The shape of pasta makes a huge difference! So does the cooking time – more boiling causes a worse GI! For instance, the average boiled spaghetti comes in at a low 46, while after twenty minutes of boiling, it scores a 58. Ordinary Fettucini tested at 32 GI while whole-grain spaghetti came in worse, at 46! Apparently the extra cooking time needed for whole-grain outweighs the extra fiber.
Cooking also transforms many root crops, from medium GI when they are boiled, to high GI when they are roasted! The roasting liberates the sugars so they taste sweeter and the sugar is absorbed faster. You cannot win.
In general, more fiber and less sugar improves the GI, but not in every case. Fatty candies like those truffles actually do not have high GI. (Yes, they still are full of “empty calories”.)
In some cases, I see no clear pattern, so the list is extra helpful. All sorts of potatoes (like Idahos and russets) have medium or high GI. So do sweet potatoes (the white or light yellow smallish American yams). But ordinary yams (such as the bright orange ones) score a low GI when boiled. Since there are dozens of types of yams and roots worldwide, from purple yams to cassava to taro, it may be wise to consult the longer list (see link below), which has about 200 entries for root crops. Many are listed by botanical name, so this may provide a relaxing afternoon of figuring out what’s what.
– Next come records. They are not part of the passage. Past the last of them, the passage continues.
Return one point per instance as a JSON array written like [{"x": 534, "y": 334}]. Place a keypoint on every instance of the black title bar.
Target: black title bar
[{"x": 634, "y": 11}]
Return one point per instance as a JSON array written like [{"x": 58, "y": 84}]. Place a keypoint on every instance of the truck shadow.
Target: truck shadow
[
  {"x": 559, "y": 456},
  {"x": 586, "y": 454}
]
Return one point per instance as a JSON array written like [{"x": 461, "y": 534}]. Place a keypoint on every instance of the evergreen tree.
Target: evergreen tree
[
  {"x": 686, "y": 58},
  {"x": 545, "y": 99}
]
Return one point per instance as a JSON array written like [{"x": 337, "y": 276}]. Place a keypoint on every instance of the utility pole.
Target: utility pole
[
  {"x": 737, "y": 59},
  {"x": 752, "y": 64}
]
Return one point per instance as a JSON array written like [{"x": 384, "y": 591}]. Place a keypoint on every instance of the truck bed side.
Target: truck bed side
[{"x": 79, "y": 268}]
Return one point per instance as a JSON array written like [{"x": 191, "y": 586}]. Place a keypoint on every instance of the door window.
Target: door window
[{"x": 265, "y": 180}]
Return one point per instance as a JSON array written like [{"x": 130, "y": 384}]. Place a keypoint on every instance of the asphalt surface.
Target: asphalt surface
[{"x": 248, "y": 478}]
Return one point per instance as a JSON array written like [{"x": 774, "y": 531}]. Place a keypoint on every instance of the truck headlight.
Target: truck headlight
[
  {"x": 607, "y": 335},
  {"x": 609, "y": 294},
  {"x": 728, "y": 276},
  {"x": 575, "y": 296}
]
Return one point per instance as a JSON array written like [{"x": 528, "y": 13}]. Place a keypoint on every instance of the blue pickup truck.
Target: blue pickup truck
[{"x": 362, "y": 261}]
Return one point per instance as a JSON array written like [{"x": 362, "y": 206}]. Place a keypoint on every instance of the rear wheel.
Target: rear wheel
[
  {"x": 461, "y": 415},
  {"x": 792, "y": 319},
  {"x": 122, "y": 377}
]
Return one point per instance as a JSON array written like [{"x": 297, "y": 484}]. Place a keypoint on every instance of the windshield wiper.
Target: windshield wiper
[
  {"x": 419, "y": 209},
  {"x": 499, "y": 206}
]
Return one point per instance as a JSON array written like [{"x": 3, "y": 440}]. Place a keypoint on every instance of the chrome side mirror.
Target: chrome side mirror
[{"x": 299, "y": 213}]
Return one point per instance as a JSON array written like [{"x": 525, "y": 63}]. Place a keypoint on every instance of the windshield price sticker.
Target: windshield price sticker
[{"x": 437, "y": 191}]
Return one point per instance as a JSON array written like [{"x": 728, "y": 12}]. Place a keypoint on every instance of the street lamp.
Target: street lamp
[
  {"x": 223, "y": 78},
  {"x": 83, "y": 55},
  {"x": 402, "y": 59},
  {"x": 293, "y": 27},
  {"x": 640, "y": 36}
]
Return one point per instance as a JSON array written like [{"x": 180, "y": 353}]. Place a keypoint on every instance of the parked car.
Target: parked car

So what to do, if you desire a long and happy relationship with your pancreas? Eat fruits and vegetables and beans and protein foods. (Meats and fatty products do not cause diabetes, but some can increase cancer and heart disease.) Bake with coarse grains, rolled oats, fruits, and no sugar or honey or syrup. Or, buy products made that way. Avoid most breads and cereals, and use the list to find ones with low GI. Avoid most root crops: find ones with low GI on the lists, and cook by boiling, not roasting. You too can feel the joys of quinoa and parsnips!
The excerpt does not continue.